Reimplement output_value using a hash table to detect sharing by xavierleroy · Pull Request #9353 · ocaml/ocaml

xavierleroy · 2020-03-08T09:22:08Z

Marshaling (output_value and related stdlib functions) needs to detect and preserve sharing in the OCaml value being serialized (unless the Marshal.No_sharing flag is given).

Until 2004 this was done by recording the addresses and output positions of already-seen blocks in a separate hash table.

In 2004, commit 1945d78, I wrote a more efficient implementation that modifies in-place the OCaml value to record already-seen blocks, then undoes the modifications at exit.

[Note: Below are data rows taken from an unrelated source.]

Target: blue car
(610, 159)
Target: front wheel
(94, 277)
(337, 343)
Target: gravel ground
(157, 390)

Now it's 2020, Multicore OCaml knocks at the door, and wants its hash table back, because those in-place modifications are incompatible with a concurrent GC.

This PR reimplements the pre-2004 solution, with a twist to the hash table implementation (using a bit vector to determine more quicky whether a hash table entry is empty) that improves performance a bit.

Performance is comparable with that of the current implementation for small values, but degrades sharply (3-4 times slower) for large values, when the hash table becomes large enough that nearly every access misses in all the caches. (A single load instruction, corresponding to the first probe in the table, can account for 30% of the total running time of marshaling!)

Here are some figures: Marshal.to_bytes of a perfect binary tree of depth N, with no internal sharing

 N  Old impl    New impl    Ratio
 2: 1.05e-07s   1.16e-07s   1.10 
 4: 2.91e-07s   3.17e-07s   1.09 
 8: 4.21e-06s   5.87e-06s   1.40 
12: 7.07e-05s   1.13e-04s   1.60 
16: 1.27e-03s   3.40e-03s   2.68 
20: 3.29e-02s   1.13e-01s   3.43 
24: 7.07e-01s   2.41e+00s   3.40

The slowdown is not due to excessive collisions in the hash table: on this test, hashing is nearly perfect, > 99% of hash table accesses hit on the first probe, 100% on the first or second probe.

Even though output_value becomes slower, it remains quite efficient overall. In particular, there was no observable slowdown on make world.opt, despite ocamlc and ocamlopt using output_value to produce .cmi and .cmx files.

gasche

I did not do a full review but I have a couple comments on the code, which is mixing abstraction levels in the serialization code (I'm not sure if this is important or just a stylistic choice).

The numbers look promising, in the sense that they look "good enough" to tolerate the slowdown if it is required for Multicore OCaml.

(For the performance-obsessed: when marshalling larger amount of data, I would assume that many of the objects are consecutive to each other. I wonder if there are performance gains to make from this assumption. I thought about storing intervals instead of points, but this makes lookup costly, and about recognizing when a page is full of marshalled objects, but it's not clear how to do this reliably.)

gasche · 2020-03-08T14:18:49Z

runtime/extern.c

+          }
+          goto next_item;
+        }
+        h = (h + 1) & pos_table.mask;


I find it a bit strange to have internal details of the table implementation (linear probing here and the bitvect shotpath above) exposed in the user code. Is there a good reason not to turn this into a lookup function (possibly marked inline for performance)?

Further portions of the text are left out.